As Omicron wanes, where does that leave working from home?

The trend toward remote work is basically in the same place it was before: it's often still the best option for the best workers.

A remote worker works from home with tablet, documents, notebook and pen.
Morsa Images / Getty Images

I was chatting recently with a friend of mine who runs a small business when he asked if "it’s time to get people back into the office?"

My reply: "Are they still working well for you from home?"

"Yes, but Covid's not that big a deal now."

"First, it's still a big deal. Besides, ever hear of the BA.2 variant? You will."

I explained in further detail: "If it's not broke, why fix it? Your people are good, their work's good, what's not to like? Let them keep working from home."

He finally agreed to let his people stay home and is getting rid of some of his office leases. But many other business owners aren’t so smart; they still want their people back into the office.

Here's the problem: they don't want to go back — not next month, not later this year, not in 2023. Not ever.

As Lars Schmidt, the founder of Amplify, an HR company, told LinkedIn, organizations that cling to the old, pre-pandemic office ways are just asking for trouble: "They’re going to struggle to hold talent. They’re going to struggle to recruit talent. They will be the poster children for the Great Resignation if they’re trying to box their employees into constructs they don’t want."

You won't be able to easily hire someone to fill those empty jobs when they leave, either. Don't believe me? Here's a telling data point from ZipRecruiter: "remote" jobs receive 300% more applicants than conventional jobs in the office. It's stopped being just an issue with tech jobs, too. Now, almost all white-collar jobs that didn’t absolutely require an in-office presence have gone remote. 

The IT company Ivanti recently surveyed several thousand office workers and IT professionals. Guess what it found? 87% of employees don't want to work from the office full-time. If you insist they go back, 24% say they'll quit first.

This isn't a one-off. Many other reports show the same thing. According to LinkedIn's Global Talent Trends 2022 report, people want the freedom to work where and when they want and they’re ready to walk away from jobs that don’t meet that need.

They're not kidding.

As Nicholas Bloom, a Stanford University economics professor, told NBC News, "the idea of a full return is dead."

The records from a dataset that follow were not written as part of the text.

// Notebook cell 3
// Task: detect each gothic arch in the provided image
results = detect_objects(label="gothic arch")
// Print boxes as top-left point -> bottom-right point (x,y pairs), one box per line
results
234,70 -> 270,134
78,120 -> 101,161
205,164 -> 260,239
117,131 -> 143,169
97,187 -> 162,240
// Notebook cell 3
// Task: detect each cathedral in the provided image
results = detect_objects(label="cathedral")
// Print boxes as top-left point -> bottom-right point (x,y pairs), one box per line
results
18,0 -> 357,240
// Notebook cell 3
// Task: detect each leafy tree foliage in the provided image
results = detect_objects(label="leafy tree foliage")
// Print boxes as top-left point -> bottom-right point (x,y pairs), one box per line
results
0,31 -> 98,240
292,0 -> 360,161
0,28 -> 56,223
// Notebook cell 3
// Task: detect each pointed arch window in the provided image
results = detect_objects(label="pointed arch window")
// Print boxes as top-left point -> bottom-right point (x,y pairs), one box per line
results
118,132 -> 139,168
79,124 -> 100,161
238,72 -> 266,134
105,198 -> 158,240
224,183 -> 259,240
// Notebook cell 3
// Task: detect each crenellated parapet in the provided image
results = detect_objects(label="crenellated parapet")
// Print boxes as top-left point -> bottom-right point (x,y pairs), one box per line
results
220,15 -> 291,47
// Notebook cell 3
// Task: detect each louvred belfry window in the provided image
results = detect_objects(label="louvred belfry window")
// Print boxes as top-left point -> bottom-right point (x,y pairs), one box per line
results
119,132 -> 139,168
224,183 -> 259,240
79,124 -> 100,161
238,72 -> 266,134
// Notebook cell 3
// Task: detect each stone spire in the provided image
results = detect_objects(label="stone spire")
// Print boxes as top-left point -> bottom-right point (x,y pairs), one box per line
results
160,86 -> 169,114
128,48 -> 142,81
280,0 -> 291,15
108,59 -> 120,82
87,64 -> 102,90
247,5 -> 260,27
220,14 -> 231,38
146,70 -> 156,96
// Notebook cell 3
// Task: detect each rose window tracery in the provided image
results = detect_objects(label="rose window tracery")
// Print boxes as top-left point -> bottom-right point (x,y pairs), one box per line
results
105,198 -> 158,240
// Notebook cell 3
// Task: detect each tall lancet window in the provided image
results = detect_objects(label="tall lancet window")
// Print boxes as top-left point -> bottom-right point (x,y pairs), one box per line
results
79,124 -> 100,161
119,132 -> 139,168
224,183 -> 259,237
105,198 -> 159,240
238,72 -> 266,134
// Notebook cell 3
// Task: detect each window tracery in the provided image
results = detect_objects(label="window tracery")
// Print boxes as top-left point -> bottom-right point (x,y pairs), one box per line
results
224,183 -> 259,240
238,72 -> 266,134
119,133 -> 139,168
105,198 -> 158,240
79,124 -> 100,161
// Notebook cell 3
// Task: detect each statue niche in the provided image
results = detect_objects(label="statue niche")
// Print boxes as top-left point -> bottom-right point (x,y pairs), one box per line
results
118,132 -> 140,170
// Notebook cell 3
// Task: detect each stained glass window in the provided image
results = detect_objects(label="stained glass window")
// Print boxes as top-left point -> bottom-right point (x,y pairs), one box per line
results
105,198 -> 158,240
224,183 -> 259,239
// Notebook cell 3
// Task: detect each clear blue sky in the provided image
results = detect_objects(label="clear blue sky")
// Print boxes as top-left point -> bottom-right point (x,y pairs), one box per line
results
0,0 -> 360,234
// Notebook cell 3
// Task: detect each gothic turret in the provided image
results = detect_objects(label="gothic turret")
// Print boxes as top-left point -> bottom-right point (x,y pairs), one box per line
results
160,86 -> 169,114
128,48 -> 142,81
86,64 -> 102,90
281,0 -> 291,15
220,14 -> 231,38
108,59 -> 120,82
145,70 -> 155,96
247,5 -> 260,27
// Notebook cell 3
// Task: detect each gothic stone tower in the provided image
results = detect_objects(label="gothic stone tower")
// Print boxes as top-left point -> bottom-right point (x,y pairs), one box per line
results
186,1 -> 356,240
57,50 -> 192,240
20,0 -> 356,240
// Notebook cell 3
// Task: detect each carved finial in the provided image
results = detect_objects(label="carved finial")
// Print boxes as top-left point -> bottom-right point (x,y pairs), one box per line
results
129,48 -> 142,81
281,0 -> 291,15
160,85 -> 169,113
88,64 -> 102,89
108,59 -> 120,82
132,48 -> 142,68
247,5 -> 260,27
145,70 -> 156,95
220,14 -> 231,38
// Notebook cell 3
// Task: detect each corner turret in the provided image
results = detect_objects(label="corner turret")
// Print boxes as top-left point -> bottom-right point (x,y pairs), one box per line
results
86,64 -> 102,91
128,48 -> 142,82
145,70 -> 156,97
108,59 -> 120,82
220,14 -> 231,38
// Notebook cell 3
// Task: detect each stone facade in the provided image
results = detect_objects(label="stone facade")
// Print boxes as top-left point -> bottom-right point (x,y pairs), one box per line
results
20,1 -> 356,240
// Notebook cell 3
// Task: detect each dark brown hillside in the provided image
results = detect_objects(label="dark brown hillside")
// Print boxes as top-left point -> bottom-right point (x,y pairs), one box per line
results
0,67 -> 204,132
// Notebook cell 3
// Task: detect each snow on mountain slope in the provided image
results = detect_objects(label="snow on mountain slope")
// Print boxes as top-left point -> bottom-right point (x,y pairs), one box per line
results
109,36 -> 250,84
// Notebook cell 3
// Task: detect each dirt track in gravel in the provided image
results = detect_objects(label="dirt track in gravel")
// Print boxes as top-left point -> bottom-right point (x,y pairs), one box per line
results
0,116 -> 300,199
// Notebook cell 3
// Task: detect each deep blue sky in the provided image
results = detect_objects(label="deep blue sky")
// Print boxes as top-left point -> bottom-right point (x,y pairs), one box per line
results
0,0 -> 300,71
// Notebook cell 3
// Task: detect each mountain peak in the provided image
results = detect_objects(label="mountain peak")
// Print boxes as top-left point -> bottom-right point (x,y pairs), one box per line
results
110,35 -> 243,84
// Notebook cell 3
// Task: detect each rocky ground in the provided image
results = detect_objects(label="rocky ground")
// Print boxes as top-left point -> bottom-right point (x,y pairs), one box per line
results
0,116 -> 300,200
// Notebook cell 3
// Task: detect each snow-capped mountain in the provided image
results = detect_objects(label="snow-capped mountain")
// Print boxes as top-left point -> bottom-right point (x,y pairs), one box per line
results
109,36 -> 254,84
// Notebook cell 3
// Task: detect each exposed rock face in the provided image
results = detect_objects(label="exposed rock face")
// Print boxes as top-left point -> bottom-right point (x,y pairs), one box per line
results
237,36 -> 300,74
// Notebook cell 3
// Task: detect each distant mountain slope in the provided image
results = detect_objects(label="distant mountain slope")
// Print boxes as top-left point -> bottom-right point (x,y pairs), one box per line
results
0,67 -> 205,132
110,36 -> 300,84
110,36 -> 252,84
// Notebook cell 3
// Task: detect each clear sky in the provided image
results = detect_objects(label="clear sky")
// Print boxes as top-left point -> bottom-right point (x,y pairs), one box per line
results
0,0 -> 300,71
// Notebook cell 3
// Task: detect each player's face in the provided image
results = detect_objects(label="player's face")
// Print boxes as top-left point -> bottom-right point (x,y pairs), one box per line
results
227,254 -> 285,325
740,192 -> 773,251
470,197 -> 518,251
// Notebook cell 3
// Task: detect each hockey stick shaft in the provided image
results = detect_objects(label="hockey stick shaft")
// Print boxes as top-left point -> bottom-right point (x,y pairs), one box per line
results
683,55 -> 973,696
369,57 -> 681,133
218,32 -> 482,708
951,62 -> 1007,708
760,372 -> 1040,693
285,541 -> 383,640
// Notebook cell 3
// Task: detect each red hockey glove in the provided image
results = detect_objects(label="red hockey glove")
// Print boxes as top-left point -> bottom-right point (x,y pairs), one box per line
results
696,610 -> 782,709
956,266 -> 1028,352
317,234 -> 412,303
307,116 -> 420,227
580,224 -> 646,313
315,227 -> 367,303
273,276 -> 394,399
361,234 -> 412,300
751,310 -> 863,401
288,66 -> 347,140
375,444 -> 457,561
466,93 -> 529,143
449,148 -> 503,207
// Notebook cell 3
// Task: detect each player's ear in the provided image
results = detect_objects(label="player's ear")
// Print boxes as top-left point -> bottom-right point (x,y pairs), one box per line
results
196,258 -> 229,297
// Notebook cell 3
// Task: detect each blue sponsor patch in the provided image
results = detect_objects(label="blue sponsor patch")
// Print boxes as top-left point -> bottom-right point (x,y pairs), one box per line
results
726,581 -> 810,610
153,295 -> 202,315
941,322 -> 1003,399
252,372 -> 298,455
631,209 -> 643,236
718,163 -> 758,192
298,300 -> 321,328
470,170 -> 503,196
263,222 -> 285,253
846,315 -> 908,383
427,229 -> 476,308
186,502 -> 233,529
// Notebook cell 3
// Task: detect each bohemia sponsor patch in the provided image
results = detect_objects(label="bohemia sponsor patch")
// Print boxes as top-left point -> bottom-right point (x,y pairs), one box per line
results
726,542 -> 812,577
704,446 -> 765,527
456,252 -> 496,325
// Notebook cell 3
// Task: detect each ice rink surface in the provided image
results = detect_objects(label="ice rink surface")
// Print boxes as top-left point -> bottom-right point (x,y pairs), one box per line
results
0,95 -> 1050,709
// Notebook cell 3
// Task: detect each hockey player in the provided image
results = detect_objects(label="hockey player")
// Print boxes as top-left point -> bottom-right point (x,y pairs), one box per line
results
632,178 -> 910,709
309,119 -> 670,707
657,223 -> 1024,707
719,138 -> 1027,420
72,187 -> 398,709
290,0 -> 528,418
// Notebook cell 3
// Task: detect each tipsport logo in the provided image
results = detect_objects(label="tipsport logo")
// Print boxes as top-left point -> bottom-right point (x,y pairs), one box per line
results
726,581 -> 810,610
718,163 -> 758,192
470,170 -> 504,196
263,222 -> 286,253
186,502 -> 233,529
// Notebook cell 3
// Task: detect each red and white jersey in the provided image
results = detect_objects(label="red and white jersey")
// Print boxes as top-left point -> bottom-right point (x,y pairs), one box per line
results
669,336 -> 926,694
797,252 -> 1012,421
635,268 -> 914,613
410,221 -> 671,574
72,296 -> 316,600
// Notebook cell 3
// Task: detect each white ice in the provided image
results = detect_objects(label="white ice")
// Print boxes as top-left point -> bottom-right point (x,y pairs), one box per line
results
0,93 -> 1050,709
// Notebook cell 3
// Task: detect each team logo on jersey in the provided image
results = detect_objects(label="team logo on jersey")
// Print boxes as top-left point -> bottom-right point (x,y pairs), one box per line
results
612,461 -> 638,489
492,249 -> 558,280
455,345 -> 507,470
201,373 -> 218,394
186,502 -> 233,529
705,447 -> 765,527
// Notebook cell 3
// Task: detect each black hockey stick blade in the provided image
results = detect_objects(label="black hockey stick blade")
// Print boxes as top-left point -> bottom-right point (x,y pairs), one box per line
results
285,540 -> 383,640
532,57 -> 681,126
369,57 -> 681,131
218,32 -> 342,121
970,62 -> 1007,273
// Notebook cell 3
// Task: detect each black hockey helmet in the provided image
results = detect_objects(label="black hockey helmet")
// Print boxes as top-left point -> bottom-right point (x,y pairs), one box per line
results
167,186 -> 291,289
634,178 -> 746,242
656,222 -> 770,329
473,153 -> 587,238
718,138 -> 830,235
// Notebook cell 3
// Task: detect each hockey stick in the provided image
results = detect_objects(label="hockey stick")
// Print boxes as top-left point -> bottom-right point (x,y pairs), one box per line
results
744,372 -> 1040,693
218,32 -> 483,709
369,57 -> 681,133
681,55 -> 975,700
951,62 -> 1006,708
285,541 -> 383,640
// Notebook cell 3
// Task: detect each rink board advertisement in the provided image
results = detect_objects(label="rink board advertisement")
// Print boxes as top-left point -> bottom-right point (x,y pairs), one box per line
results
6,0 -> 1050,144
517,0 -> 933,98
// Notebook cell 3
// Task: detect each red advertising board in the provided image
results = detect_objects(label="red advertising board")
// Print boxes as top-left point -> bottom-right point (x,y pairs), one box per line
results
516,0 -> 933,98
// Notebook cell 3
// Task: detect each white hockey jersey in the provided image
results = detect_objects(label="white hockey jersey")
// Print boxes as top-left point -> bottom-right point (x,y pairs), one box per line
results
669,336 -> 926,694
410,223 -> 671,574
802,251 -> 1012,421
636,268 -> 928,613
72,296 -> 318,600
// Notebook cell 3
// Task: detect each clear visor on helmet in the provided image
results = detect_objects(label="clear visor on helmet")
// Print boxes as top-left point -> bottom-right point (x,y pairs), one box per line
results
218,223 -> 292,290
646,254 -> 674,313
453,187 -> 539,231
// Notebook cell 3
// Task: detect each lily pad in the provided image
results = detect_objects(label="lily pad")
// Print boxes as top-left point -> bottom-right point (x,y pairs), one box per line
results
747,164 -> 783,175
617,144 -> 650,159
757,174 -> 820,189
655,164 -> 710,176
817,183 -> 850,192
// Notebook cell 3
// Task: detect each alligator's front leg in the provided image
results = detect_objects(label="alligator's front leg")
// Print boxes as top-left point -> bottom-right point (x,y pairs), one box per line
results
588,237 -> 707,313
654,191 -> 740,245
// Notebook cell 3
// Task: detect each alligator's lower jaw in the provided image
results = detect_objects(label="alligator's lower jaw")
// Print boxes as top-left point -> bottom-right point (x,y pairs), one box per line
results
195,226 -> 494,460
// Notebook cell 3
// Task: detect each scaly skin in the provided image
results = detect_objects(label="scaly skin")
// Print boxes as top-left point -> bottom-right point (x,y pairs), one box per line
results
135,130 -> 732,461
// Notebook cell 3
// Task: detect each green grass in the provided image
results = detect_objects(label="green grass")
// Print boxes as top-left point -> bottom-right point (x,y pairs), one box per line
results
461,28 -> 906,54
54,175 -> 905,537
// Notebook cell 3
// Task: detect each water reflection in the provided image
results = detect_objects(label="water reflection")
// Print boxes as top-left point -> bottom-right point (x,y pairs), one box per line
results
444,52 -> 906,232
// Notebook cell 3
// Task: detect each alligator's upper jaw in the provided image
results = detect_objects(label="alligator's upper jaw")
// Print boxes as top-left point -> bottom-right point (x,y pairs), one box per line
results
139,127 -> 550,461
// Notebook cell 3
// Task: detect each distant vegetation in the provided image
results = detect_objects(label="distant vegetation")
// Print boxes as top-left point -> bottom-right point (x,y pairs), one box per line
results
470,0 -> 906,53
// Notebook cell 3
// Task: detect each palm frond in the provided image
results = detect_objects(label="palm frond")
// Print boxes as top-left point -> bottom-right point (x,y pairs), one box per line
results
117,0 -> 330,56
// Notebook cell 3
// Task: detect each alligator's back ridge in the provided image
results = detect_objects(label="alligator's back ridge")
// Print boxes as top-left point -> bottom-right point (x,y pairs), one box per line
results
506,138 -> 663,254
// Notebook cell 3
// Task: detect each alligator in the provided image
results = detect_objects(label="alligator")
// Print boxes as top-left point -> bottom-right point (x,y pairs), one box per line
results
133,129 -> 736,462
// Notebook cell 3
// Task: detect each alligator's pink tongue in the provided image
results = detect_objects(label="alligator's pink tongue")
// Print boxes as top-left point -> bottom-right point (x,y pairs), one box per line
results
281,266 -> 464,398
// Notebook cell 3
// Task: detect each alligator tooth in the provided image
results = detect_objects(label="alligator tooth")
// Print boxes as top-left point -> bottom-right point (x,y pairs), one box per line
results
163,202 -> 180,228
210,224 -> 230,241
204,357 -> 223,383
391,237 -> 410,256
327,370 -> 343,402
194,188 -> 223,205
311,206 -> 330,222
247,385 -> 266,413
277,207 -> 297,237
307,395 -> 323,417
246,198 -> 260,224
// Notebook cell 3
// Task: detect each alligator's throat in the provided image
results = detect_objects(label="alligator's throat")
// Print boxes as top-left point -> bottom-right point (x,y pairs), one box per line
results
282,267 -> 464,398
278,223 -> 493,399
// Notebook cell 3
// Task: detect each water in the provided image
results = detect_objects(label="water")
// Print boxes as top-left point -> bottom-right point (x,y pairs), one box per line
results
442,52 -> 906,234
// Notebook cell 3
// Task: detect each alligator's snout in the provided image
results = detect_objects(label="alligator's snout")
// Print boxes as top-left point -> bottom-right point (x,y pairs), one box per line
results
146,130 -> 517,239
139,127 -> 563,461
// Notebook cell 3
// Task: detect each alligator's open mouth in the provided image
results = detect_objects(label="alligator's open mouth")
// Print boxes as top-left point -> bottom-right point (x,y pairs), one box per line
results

Think you can call workers' bluff now that the Covid-19 pandemic appears to be receding? Think again. A recent Harvard Business Review study showed that while a more than 47 million Americans voluntarily quit their jobs in 2021 — a record, byt the way — the US Bureau of Labor Statistics (BLS) employment numbersshow that the great resignation wasn't sparked by the pandemic. Instead, it was the crest of a long-term wave of people leaving jobs.

Why? The authors, Joseph Fuller and William Kerr, both Harvard Business School professors, say it's because of the Five Rs. These are retirement, relocation, reconsideration, reshuffling, and reluctance.

Specifically, "workers are retiring in greater numbers, but aren’t relocating in large numbers; they’re reconsidering their work-life balance and care roles; they’re making localized switches among industries, or reshuffling, rather than exiting the labor market entirely; and, because of pandemic-related fears, they’re demonstrating a reluctance to return to in-person jobs."

One way you can push back against this trend is by not giving valued employees a reason to retire, relocate, or reconsider their jobs. In other words, if they're happy working from home: Let them. A happy worker at home is better for you than an unhappy one walking out the door.

It's the least you can do, both for them and the future of your company.